Global crude oil demand outlook downbeat, OPEC may respond by hiking oil production even further. Although, the Organization has never before considered production hikes as a way of offsetting its declining output, the news is causing a stir. Many analysts are predicting that OPEC will make a surprise announcement in its next meeting in June or July, and then start to implement a supply cut.
Many analysts believe that OPEC will announce a large-scale production cut that will cut its monthly oil production by one million barrels per day, thereby increasing its market share. Some say that this will cause the price of crude oil to shoot up to $100 per barrel; others argue that it is not enough of an increase to make a real impact on the global market.
OPEC’s current production of crude oil is just below two million barrels per day, but this is still way too much for most refineries, pipeline networks and other oil storage facilities. When the cartel does start implementing cuts, there is a big possibility that crude oil prices will shoot up because supply will exceed demand. This would be especially so if demand increases too quickly. In such a scenario, it would be difficult for companies to absorb the cost.
If the oil demand outlook downbeat, then it is quite possible that OPEC will take action, and implement its own cuts in its production. It may do this through either a short term supply cut or even a major one. However, if there is an outbreak of war in Iraq, there could be a delay in the decision to increase output and also, other countries’ production may be affected.
In fact, many analysts believe that the situation is worse than that, as it is not just crude oil futures and prices that are expected to fall. Oil services firms will also suffer, and this could lead to significant layoffs. Since these industries use oil to operate, and if there is too much production going on at the same time, it can be very risky.
If OPEC decides to cut production, there are a number of reasons why. One of the main reasons that analysts expect the cartel to make a big move is that it is afraid that it is losing market share. That is because it does not make enough money to cover its expenses and because it needs to maintain its position as the leading provider of crude oil.
As a result of that, if it were to start increasing its supply, oil prices would probably shoot up as oil service companies would have to absorb the added cost. and also, the price may drop back to the lower end of its range.
However, since oil prices have already risen so high, this is unlikely to happen, and that is why analysts believe that OPEC will continue to remain in its stance. In any case, OPEC is not yet willing to act because of the risk of being forced out of the market by an unforeseen change in oil production.
Therefore, it is quite possible that the oil cartel will maintain its production level, and it may even increase it, if it feels that there is a need to do so. But what it may do instead is to allow the price of oil to go down a bit, and maybe take some action that is more direct, such as cutting off exports.
Of course, if the demand outlook for crude oil is good, it is not going to be very difficult for OPEC to convince its fellow producers to cut their production levels, as well. For one, the market would likely see it as more of a competition issue rather than as a supply problem.

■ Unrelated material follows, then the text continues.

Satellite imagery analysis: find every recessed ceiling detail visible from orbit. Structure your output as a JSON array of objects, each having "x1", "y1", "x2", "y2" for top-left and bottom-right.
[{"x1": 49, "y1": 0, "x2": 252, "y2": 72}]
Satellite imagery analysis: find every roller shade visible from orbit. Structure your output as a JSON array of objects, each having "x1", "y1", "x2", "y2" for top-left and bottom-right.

In fact, it is the rising production of oil that drives oil prices, which is the key to this, and that is why it is very important for the cartel to continue its output and keep oil prices low. It is for this reason that the current economic recession has forced many companies to slow down production and stop drilling new wells, and that it has caused oil prices to skyrocket to all time highs.
However, if the oil production continues to rise at the same time, the market will have no choice but to raise the prices to balance things out. In fact, the price may go even higher, which means that OPEC may indeed feel compelled to take action and increase production.